Laurent Pellet, who hails from Lyon, France, is behind the bakery, Maison Alyzee.
He bought the Castro Street space from the owner of seafood restaurant Drunken Lobster, which closed in October. The restaurant added pizza to its menu last year, and the location will continue to serve just pizza until Pellet closes for renovations at the end of the month.
Maison Alyzee will serve traditional French pastries, fresh-baked bread, coffee and lunch items like sandwiches and salads. Pellet is sourcing some ingredients and equipment from France. ("The butter is a no-brainer," he said.) There will also be a small selection of French wines.

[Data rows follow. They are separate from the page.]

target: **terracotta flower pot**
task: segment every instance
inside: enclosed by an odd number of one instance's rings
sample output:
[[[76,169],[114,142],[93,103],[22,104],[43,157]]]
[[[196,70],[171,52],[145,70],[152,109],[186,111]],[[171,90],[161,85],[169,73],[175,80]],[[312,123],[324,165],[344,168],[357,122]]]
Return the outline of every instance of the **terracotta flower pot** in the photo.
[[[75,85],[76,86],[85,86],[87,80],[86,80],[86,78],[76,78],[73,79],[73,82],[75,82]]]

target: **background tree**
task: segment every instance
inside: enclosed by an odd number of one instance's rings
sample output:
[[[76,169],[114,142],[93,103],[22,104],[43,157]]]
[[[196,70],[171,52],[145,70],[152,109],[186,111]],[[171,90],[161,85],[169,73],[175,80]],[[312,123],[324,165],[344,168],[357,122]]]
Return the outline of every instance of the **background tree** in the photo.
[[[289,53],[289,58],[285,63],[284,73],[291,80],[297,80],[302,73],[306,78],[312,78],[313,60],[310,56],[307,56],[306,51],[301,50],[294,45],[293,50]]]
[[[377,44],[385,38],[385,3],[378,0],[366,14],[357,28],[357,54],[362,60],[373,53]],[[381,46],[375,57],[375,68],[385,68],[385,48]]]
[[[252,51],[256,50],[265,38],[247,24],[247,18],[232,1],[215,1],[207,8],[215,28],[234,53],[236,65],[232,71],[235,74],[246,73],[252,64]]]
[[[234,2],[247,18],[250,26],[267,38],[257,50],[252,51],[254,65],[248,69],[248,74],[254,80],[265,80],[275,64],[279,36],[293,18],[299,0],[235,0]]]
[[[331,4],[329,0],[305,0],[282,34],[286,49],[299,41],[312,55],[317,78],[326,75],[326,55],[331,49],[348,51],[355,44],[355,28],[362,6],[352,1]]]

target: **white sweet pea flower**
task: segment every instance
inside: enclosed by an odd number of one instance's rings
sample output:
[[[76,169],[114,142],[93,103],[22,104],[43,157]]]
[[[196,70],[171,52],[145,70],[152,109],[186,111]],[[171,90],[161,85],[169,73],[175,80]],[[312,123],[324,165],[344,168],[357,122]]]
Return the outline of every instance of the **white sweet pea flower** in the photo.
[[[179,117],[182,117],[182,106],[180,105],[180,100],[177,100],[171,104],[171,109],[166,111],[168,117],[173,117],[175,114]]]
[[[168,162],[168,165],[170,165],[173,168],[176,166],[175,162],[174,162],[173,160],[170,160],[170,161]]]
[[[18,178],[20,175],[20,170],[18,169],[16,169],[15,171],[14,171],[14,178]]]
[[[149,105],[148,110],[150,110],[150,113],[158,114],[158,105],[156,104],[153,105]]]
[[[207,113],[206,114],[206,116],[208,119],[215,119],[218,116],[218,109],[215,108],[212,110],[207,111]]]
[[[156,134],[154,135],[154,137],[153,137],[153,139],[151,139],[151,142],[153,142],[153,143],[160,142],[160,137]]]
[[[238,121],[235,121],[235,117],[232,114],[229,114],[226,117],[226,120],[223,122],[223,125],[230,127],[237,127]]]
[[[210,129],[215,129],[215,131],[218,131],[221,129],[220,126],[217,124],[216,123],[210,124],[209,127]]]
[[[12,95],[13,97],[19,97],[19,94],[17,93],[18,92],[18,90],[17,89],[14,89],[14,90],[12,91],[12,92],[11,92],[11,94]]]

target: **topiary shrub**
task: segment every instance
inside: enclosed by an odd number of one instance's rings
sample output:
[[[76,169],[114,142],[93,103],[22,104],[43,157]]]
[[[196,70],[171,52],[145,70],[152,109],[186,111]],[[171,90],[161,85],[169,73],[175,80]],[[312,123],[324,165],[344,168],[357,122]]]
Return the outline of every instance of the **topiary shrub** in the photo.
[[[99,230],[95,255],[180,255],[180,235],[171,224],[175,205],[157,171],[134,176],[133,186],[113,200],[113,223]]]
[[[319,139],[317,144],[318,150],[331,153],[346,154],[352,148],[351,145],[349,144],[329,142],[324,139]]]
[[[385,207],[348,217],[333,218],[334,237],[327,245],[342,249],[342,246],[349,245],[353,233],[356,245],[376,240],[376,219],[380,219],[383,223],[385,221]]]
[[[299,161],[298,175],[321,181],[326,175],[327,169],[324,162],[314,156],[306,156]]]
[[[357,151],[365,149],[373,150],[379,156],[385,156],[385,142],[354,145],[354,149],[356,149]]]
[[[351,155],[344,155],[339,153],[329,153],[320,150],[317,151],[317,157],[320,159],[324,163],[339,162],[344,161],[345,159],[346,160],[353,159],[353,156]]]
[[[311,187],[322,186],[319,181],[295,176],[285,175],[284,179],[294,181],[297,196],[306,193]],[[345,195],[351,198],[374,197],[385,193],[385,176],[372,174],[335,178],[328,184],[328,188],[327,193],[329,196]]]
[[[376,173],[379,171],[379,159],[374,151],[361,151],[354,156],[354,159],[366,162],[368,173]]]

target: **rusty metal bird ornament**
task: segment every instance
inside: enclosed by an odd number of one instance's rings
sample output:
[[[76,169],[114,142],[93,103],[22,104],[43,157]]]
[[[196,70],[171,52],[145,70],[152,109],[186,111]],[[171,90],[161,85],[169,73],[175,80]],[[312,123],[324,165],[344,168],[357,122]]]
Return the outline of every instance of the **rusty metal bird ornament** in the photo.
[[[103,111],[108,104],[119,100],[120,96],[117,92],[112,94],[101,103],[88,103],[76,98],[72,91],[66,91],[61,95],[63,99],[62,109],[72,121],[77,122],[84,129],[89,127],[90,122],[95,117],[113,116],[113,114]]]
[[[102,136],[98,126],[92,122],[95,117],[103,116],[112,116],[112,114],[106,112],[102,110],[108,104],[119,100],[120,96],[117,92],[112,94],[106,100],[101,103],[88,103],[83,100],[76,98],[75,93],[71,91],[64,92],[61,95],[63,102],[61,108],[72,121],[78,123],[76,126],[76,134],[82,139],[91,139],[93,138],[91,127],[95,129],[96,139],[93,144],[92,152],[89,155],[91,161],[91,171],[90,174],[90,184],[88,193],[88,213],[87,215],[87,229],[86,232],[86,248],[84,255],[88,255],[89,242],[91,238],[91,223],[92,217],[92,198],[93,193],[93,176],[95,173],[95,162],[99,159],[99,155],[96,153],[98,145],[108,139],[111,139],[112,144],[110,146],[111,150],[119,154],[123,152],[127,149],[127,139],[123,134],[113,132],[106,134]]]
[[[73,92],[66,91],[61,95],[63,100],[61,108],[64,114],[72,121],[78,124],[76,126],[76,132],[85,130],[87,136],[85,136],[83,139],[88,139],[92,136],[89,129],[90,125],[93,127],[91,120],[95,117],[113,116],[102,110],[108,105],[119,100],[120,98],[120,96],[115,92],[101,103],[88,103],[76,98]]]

This is Pellet's first venture in the food industry. The Menlo Park resident moved to the Bay Area from France in 2011 to start an intellectual property licensing company, which he ran for the last six years. He said his interest in baking lies in creating a quality product — not just the baked goods themselves, but the overall experience of the bakery.
"It's not only about the baking; it's about providing a memorable customer experience to the people who come," he said.
Pellet said he's been working on the bakery project for four years. He's convinced three top French pastry chefs to move here to help launch the bakery.
The ultimate goal is to open several Maison Alyzee locations on the Midpeninsula and San Francisco, Pellet said.
Pellet named the bakery for his youngest daughter. He hopes to be open in late January.
There's an increasing number of bakeries on Castro Street, including Alexander's Patisserie, La PanotiQ (both French) and the forthcoming C'est Si Bon.